Oracle CPU Time


 

 

oracle_cpu_bertrand_drouvot.png

Image from 

UPDATE: thanks to a discussion in the comments it’s come to my attention that there should be some more clarification on values used and what the mean at the beginning of this post.

Ever wonder where CPU wait comes from in EM performance screens as seen above? well the following discussion will give you a SQL query to calculate CPU wait. In the above image we see both CPU and CPU Wait as two colors (light green and dark green) in EM as well as two values from the output of the SQL script (CPU_ORA and CPU_ORA_WAIT).

Oracle CPU statistics are measured from calls to the OS to see how much CPU is burned over a given elapsed time (i.e. certain quantity of code).
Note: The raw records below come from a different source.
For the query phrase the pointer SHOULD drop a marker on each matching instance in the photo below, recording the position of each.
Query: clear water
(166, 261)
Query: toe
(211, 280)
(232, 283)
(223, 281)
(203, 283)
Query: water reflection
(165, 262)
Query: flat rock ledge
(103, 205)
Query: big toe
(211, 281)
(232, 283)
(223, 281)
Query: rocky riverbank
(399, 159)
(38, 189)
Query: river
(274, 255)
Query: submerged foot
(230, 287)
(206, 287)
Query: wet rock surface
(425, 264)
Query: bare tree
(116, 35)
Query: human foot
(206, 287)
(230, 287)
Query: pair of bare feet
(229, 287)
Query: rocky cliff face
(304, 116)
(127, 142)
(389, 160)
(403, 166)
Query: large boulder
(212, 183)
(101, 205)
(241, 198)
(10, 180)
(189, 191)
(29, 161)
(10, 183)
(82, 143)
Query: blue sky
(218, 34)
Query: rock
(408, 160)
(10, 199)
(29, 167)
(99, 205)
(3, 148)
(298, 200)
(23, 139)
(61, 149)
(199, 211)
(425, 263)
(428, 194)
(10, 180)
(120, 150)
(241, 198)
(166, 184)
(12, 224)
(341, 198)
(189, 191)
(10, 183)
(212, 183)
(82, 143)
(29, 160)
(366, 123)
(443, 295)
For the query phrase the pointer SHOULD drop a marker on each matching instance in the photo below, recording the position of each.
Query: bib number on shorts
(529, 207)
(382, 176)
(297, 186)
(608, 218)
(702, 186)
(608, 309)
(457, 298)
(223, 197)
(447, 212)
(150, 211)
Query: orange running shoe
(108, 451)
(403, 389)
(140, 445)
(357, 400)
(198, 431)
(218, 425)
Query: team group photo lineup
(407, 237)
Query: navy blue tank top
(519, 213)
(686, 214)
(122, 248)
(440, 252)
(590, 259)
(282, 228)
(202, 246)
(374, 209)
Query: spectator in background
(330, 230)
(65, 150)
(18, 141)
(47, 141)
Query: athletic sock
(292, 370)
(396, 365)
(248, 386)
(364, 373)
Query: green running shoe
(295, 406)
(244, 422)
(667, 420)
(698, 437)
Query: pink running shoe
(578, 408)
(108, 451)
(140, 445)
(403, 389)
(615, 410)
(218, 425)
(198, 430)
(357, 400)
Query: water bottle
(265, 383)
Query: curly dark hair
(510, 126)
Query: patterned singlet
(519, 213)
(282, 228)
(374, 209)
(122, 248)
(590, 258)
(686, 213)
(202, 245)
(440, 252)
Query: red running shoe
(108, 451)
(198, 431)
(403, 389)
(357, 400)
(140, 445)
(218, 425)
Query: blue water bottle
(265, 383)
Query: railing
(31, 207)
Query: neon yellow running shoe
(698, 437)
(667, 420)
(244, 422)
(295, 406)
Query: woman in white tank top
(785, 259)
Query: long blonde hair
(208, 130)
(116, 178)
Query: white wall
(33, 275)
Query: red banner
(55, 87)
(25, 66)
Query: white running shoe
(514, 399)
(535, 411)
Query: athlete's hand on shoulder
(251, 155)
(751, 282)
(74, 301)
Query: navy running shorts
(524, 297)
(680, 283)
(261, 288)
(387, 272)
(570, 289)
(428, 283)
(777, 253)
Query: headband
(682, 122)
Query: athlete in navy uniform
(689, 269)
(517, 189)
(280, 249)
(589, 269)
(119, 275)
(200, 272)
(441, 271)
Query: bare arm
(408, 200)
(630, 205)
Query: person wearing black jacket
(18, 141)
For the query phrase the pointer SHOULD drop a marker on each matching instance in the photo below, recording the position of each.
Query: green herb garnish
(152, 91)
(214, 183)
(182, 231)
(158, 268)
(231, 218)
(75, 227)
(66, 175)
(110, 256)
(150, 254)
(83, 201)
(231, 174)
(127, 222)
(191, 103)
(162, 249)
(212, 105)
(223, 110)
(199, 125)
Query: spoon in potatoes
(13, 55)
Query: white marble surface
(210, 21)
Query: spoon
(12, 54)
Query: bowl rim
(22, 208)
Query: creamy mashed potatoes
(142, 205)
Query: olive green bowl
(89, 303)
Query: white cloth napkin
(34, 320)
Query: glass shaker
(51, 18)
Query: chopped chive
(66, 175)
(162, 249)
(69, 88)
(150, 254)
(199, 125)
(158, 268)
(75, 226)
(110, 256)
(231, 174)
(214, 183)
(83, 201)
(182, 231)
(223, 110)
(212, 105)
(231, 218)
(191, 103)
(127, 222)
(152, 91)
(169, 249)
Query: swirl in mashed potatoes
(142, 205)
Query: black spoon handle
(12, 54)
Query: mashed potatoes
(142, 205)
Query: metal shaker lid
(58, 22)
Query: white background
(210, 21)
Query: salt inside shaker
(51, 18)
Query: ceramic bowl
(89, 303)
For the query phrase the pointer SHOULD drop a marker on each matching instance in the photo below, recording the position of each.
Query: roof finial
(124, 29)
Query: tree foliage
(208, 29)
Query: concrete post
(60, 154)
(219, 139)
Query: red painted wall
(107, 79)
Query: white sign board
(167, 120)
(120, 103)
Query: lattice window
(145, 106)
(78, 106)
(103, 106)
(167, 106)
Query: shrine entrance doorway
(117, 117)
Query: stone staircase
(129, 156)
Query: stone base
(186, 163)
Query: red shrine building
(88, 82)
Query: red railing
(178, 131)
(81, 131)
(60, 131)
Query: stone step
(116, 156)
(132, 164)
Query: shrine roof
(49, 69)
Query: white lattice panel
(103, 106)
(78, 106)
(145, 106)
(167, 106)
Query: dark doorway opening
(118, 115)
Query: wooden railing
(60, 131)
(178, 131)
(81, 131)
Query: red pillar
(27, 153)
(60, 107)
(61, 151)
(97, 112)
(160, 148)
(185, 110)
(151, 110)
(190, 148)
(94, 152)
The CPU values are cycles used and not time, thus it does not include time on the run queue waiting to get the CPU.

Oracle ASH, on the other hand, lists all Oracle sessions that want to run from Oracle’s perspective, i.e. they aren’t idle and they aren’t waiting for a non-idle wait event like I/O. Thus ASH includes time spent both running on CPU burning cycles and time spent waiting to get on the CPU.

Thus we can take the the amount of time “On CPU” from ASH and subtract the amount of CPU in Oracle statistics for CPU usage then the remainder is roughly time spent by Oracle sessions waiting to get onto the CPU.

The two challenges to getting the value of “Wait for CPU” are getting  CPU cycles burned and ASH time “ON CPU” into the same units and making sure that we are measuring both over the same interval.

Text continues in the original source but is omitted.